A participação do mercado europeu nas vendas externas da Movelar ainda é pequena, mas conquistar novos clientes no Velho Continente também é prioridade para a fabricante de móveis. Em setembro, a empresa participará de uma feira em Valência, na Espanha. Lá, Domingos Sávio Rigoni, presidente da Movelar, pretende lançar uma linha de móveis infantis e outra que tem a madeira reflorestada como matéria-prima.

Atualmente, a empresa exporta para países como Inglaterra, Polônia e Irlanda. "As vendas para esses países só não crescem mais por falta de empenho nosso. Mas queremos mudar isso, colocando um produto adequado a esse mercado e com preço competitivo", ressalta Rigoni.
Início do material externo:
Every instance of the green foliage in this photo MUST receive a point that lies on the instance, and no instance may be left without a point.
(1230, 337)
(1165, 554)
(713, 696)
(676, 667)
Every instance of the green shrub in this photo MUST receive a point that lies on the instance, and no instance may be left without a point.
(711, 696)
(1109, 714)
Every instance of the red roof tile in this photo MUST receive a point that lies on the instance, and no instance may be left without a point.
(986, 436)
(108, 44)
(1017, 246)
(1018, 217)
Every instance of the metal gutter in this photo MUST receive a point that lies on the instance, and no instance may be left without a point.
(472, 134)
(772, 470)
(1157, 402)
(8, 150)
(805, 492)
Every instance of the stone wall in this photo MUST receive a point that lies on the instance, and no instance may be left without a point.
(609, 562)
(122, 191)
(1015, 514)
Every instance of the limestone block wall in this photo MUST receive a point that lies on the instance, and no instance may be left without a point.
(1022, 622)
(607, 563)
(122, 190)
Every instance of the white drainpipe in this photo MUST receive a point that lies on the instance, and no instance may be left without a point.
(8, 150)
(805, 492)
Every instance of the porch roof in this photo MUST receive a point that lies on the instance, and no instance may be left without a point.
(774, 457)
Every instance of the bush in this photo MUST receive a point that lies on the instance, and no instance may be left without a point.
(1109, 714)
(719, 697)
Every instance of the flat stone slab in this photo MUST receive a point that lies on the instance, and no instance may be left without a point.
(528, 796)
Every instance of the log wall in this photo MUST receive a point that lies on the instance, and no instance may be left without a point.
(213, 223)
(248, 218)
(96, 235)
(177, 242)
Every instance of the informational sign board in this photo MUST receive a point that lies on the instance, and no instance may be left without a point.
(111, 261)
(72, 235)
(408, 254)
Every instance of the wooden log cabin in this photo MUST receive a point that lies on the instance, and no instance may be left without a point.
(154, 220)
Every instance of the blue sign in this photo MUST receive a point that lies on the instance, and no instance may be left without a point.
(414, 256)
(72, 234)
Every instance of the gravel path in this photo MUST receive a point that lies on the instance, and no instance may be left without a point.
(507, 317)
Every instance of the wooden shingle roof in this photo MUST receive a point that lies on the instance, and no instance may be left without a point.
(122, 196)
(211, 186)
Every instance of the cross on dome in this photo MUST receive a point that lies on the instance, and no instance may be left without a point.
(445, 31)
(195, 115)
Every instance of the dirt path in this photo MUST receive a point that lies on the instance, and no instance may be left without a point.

Outra calçadista, a Aniger, também viu nos países da União Européia uma chance de amenizar as perdas causadas pela valorização cambial. A empresa, com matriz no Rio Grande do Sul e também uma fábrica no Ceará, lançou no ano passado um produto idealizado especialmente para esse mercado. É uma linha de sapatos femininos bastante sofisticados, que saem da fábrica com preços que variam entre US$ 40 e US$ 50. "É uma forma de agregar valor e tentar escapar da concorrência chinesa", conta Alan Ermel, diretor da empresa.

Agora, a Aniger vai colocar essa mesma linha no mercado doméstico. A idéia é, gradualmente, reduzir o peso das exportações no faturamento total da empresa. Hoje, 70% do que ela produz vai para fora do país. Além da Europa, a calçadista também vende para os Estados Unidos. "Está difícil exportar mesmo para os europeus. Temos que buscar o comprador brasileiro", diz Ermel.

O presidente da Sociedade Brasileira de Estudos de Empresas Transnacionais e da Globalização (Sobeet), Luís Afonso Lima, aponta ainda outros fatores que explicam por que as vendas para a UE crescem mais do que as para os EUA. O primeiro é que, neste ano, a economia européia avança a um ritmo mais forte do que a americana. No primeiro trimestre, o Produto Interno Bruto (PIB) da zona do euro cresceu 3% em relação ao mesmo período do ano passado, enquanto o PIB dos EUA teve expansão de apenas 1,9% no período. "Com a economia da UE crescendo mais, aumentam as importações por parte dos países do bloco", diz Lima.

Ele lembra ainda que há muitas transações comerciais entre filiais e matrizes das empresas transnacionais. Como o estoque de investimento produtivo europeu no Brasil é maior que o americano, isso também contribui para o crescimento mais expressivo das vendas externas para a UE.

Para Castro, da AEB, a exportação de manufaturados brasileiros para a UE pode perder espaço nos próximos anos, devido à concorrência que será feita pelos países do Leste Europeu que entraram recentemente no bloco e gozam das vantagens do mercado comum. Com isso, o Brasil tenderá a vender cada vez mais commodities para a UE, avalia.